Growth chamber experiments were conducted to investigate whether parasitism by Heterodera glycines, the soybean cyst nematode, increases incidence and severity of brown stem rot (BSR) of soybean, caused by Phialophora gregata, in both resistant and susceptible soybean cultivars. Soybean genotypes with various combinations of resistance and susceptibility to both pathogens were inoculated with P. gregata alone or P. gregata plus H. glycines. In most tests of H. glycines-susceptible genotypes, incidence and severity of internal stem discoloration, characteristic of BSR, was greater in the presence than in the absence of H. glycines, regardless of susceptibility or resistance to BSR. There was less of an increasing effect of H. glycines on stem symptoms in genotypes resistant to both BSR and H. glycines; however, P. gregata colonization of these genotypes was increased. Stems of both a BSR-resistant and a BSR-susceptible genotype were colonized earlier by P. gregata in the presence than in the absence of H. glycines. Our findings indicate that H. glycines can increase the incidence and severity of BSR in soybean regardless of resistance or susceptibility to either pathogen.

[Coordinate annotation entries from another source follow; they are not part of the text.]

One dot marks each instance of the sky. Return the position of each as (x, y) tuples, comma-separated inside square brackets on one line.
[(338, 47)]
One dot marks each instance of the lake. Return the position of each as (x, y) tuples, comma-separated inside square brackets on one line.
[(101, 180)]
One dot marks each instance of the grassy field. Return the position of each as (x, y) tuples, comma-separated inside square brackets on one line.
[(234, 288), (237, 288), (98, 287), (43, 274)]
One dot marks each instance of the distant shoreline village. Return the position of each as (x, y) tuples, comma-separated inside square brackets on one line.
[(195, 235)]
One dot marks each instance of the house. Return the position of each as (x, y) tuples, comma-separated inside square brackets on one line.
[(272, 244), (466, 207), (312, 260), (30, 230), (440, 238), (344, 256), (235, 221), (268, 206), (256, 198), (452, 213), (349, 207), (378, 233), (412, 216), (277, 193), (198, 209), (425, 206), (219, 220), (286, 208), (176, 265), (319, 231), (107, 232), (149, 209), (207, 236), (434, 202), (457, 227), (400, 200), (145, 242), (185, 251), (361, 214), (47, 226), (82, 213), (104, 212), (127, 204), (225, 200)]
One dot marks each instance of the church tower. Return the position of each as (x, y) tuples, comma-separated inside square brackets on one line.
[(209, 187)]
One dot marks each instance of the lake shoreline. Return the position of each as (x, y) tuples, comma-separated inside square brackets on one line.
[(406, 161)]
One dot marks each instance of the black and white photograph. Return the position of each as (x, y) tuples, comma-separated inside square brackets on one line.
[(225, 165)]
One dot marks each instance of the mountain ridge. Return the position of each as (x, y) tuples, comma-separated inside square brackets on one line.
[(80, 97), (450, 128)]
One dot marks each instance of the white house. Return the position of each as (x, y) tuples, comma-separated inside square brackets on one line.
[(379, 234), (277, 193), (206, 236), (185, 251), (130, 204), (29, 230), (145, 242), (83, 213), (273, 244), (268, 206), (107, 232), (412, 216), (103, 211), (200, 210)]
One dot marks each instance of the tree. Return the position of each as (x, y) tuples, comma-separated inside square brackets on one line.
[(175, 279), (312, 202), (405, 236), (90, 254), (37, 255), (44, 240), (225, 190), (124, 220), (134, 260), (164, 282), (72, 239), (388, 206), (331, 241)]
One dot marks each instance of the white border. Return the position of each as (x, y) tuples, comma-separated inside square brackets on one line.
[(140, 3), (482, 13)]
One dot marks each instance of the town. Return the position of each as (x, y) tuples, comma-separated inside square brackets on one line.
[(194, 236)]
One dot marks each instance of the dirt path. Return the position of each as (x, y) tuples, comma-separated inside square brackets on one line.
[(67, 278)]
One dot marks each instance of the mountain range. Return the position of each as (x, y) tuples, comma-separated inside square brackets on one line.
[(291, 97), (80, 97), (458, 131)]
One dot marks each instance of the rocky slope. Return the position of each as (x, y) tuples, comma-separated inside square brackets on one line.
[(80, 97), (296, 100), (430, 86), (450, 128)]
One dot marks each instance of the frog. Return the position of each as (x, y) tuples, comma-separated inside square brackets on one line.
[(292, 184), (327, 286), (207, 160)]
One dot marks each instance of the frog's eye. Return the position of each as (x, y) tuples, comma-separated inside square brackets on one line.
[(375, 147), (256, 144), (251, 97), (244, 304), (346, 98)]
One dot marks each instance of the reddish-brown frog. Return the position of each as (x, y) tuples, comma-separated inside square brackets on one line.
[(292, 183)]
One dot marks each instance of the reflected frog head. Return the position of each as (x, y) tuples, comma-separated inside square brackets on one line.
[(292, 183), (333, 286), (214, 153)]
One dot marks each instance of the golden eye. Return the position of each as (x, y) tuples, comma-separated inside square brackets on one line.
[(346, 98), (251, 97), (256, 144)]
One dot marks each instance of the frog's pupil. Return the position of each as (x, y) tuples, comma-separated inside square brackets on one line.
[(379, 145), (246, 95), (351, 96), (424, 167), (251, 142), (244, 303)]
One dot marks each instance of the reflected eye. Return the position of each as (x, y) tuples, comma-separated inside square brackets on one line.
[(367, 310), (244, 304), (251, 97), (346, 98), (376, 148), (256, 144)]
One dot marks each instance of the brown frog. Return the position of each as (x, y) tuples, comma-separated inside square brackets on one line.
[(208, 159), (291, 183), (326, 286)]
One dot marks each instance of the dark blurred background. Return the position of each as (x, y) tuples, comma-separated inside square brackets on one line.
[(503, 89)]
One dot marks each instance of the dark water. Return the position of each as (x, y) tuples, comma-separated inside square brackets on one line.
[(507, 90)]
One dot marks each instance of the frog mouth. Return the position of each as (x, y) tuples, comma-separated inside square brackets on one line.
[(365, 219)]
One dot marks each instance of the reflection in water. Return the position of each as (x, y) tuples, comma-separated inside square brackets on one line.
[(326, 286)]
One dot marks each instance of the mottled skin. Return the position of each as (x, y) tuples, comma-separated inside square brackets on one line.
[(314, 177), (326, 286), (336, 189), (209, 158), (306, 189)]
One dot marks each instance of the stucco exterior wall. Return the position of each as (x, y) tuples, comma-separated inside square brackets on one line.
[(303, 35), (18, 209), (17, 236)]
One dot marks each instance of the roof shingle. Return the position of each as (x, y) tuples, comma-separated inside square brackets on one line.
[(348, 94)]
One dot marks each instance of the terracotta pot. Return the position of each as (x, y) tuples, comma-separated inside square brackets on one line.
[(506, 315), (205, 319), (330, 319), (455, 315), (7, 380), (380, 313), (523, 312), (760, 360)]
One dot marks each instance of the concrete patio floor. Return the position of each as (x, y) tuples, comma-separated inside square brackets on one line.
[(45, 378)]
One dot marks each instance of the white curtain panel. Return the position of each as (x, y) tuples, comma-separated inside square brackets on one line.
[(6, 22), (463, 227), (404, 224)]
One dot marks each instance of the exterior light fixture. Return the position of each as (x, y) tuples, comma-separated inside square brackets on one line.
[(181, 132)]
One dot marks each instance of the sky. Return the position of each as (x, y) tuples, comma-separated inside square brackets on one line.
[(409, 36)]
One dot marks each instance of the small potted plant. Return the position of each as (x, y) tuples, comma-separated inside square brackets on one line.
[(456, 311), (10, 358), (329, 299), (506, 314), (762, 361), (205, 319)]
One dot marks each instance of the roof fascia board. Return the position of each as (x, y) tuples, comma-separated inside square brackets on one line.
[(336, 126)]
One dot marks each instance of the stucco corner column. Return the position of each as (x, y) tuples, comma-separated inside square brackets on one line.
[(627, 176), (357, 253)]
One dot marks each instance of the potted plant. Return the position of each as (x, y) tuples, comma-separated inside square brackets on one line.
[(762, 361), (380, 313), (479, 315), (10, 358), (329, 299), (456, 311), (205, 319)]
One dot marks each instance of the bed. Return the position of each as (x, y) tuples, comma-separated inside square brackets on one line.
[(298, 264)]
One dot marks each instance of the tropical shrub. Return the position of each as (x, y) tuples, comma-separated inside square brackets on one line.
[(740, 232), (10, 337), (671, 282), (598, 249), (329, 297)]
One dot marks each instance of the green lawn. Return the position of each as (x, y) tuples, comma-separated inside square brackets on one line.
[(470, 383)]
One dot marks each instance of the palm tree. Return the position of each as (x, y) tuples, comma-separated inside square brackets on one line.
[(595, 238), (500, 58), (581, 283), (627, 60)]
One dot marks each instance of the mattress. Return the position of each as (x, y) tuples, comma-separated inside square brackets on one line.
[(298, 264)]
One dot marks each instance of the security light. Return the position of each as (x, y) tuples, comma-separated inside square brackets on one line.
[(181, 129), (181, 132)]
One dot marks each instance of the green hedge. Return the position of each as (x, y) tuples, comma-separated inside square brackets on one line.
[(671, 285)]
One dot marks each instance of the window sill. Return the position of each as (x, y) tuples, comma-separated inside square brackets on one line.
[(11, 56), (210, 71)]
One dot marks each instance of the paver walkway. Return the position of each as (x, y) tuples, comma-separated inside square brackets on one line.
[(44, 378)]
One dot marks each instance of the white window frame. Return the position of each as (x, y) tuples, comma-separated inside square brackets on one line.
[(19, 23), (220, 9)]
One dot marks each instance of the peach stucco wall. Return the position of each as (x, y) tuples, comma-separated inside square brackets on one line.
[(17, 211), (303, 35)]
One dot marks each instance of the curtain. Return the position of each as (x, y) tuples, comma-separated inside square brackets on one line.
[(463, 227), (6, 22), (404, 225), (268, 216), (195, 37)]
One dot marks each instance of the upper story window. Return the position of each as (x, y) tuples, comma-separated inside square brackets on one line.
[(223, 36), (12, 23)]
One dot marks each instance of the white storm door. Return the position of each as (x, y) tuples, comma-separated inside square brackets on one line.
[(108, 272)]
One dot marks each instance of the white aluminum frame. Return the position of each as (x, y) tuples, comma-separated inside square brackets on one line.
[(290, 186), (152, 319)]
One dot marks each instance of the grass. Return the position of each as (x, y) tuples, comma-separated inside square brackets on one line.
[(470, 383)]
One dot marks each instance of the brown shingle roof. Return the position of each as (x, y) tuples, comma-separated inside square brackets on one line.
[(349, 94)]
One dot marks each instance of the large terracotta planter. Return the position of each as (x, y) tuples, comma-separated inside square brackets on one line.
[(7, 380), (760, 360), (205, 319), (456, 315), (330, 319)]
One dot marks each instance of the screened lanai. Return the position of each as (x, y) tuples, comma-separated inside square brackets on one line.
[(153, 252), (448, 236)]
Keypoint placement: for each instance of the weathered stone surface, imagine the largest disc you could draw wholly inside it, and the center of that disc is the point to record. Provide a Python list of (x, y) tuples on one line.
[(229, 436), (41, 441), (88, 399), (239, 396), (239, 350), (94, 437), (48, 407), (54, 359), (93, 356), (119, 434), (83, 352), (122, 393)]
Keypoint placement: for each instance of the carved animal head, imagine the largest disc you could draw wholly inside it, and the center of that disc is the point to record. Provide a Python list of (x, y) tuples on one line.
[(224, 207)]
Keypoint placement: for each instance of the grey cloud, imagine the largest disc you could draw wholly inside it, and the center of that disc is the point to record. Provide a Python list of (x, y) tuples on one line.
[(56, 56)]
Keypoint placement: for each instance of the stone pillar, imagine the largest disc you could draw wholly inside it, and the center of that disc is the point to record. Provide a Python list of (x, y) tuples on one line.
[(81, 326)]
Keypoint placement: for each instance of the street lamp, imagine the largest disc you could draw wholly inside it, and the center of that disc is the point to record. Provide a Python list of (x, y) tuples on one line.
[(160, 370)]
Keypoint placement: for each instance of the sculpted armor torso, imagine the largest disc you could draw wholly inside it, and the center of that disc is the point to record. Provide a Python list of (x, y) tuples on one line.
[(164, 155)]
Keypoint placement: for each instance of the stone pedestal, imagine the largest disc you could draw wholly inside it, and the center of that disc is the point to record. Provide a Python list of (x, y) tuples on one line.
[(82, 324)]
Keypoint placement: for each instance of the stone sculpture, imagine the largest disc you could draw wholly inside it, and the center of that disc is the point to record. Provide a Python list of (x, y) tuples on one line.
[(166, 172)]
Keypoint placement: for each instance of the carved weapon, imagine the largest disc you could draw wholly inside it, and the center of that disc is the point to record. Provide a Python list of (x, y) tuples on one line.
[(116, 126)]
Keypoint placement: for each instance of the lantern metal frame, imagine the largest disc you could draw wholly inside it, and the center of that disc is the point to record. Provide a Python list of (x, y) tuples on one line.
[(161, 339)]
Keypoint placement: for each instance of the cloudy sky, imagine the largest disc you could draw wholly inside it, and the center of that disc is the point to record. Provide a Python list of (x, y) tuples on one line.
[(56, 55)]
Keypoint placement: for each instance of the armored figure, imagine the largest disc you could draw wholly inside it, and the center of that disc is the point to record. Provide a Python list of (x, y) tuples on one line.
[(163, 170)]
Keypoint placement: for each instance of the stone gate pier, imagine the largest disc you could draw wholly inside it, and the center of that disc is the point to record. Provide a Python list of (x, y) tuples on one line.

Effects of Zinc Fertilization of Corn on Hatching of Heterodera glycines in Soil

Experiments were conducted to determine the effects of zinc fertilizers on hatching and soil population densities of Heterodera glycines. In vitro egg hatching in solutions of reagent-grade zinc sulfate and zinc chloride and fertilizer-grade zinc sulfate was significantly greater than hatching in deionized water, whereas zinc chelate fertilizer significantly inhibited egg hatching relative to deionized water. In greenhouse experiments, no differences in cumulative percentage egg hatch were detected in soil naturally infested with H. glycines amended with fertilizer-grade zinc sulfate and zinc chelate at rates equivalent to 0, 1.12, 11.2, and 112 kg Zn/ha and subsequently planted with corn (Zea mays L.). In a field experiment, no significant differences in H. glycines egg population densities and corn yields were detected among plots fertilized with 0, 11.2, and 22.4 kg Zn/ha rates of zinc chelate. Yields of H. glycines-susceptible soybean planted in plots 1 year after zinc fertilization of corn plots also were not significantly affected. Zinc compounds significandy affected H. glycines egg hatching in vitro, but had no effect on hatching in natural soils.